On 14 July 2025, Fresenius Kabi filed petitions for IPR (inter partes review) against Regeneron’s US Patent No. 11,084,865 to ophthalmic formulations of aflibercept and US Patent No. 10,828,345 to methods of treating angiogenic eye disorders. Fresenius is seeking to overturn claims 1-5, 7-30, and 32-50 of the 865 patent based on anticipation, and all claims of the 345 patent based on anticipation and obviousness.
Samsung Bioepis, Formycon and Celltrion had previously also challenged the validity of Regeneron’s US 11,084,865 before the USPTO, filing petitions for IPR in November 2024, December 2024 and January 2025, respectively. On 2 June 2025, the PTAB denied institution of Samsung Bioepis’ and Formycon’s petitions, including because the 865 patent is already the subject of pending BPCIA litigation involving the parties. Celltrion’s petition was denied on 26 June 2025 for similar reasons. Notably, Fresenius is not currently a party to any BPCIA aflibercept litigation brought by Regeneron.
Regeneron is in BPCIA litigation against each of Amgen (Pavblu™), Samsung Bioepis (2 actions; Opuviz™/SB15), Formycon (Ahzantive®/FYB203), Celltrion (2 actions, CT-P42) and Sandoz (Enzeevu™) regarding biosimilar aflibercept. Preliminary injunctions were granted, and remain in place, preventing biosimilar aflibercept launches by Samsung Bioepis (14 June 2024, upheld on appeal on 29 January 2025), Formycon (21 June 2024, upheld on appeal on 29 January 2025) and Celltrion (June-July 2024, upheld on appeal on 5 March 2025).

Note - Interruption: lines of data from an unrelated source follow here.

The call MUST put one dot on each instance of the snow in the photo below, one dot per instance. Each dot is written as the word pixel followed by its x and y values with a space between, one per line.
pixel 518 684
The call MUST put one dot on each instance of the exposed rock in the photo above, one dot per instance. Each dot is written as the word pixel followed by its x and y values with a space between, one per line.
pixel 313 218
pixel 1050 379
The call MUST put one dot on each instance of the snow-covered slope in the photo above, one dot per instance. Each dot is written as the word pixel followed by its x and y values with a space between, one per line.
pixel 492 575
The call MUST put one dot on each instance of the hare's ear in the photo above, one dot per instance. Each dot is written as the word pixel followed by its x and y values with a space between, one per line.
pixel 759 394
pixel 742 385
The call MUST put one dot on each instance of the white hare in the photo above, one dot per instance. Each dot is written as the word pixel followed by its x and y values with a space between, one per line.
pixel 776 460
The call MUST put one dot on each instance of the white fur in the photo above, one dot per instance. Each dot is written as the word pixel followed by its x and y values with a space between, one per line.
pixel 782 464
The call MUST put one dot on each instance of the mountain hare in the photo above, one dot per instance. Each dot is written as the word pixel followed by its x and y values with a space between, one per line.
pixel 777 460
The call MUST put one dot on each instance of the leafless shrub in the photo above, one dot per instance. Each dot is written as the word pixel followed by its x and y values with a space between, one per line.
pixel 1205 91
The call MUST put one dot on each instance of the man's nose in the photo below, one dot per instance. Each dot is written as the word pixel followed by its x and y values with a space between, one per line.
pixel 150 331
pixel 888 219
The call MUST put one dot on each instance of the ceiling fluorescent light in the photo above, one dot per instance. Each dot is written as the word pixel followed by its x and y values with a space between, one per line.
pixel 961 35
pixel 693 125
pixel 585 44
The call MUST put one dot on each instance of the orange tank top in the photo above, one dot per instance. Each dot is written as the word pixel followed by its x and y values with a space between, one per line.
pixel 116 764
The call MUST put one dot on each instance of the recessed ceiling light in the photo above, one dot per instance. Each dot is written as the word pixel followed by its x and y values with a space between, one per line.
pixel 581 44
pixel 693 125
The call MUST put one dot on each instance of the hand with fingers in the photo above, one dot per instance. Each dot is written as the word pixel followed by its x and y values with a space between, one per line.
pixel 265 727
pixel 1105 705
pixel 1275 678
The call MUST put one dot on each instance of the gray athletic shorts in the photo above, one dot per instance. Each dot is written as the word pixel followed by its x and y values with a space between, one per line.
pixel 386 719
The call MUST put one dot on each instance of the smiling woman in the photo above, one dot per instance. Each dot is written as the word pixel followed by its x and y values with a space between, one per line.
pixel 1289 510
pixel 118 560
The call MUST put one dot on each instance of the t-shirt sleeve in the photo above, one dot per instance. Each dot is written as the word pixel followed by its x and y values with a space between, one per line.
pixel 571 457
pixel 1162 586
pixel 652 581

Fresenius entered into a licensing agreement with Sam Chun Dang in December 2024 for the exclusive commercialisation of SCD-411, biosimilar to Regeneron’s Eylea® (aflibercept, 2mg), in the US and various South American countries. The only biosimilar aflibercept currently available in the US is Amgen’s Pavblu™, which launched in October 2024 after the US Court of Appeals for the Federal Circuit’s denial of Regeneron’s application for an injunction in relation to the biosimilar. Regeneron has since commenced new BPCIA litigation against Amgen for Pavblu™ (in June 2025). Biocon and Regeneron settled US BPCIA litigation regarding aflibercept in April 2025, paving the way for a US launch of Biocon’s biosimilar, Yesafili™, in the second half of 2026, or earlier under certain undisclosed circumstances.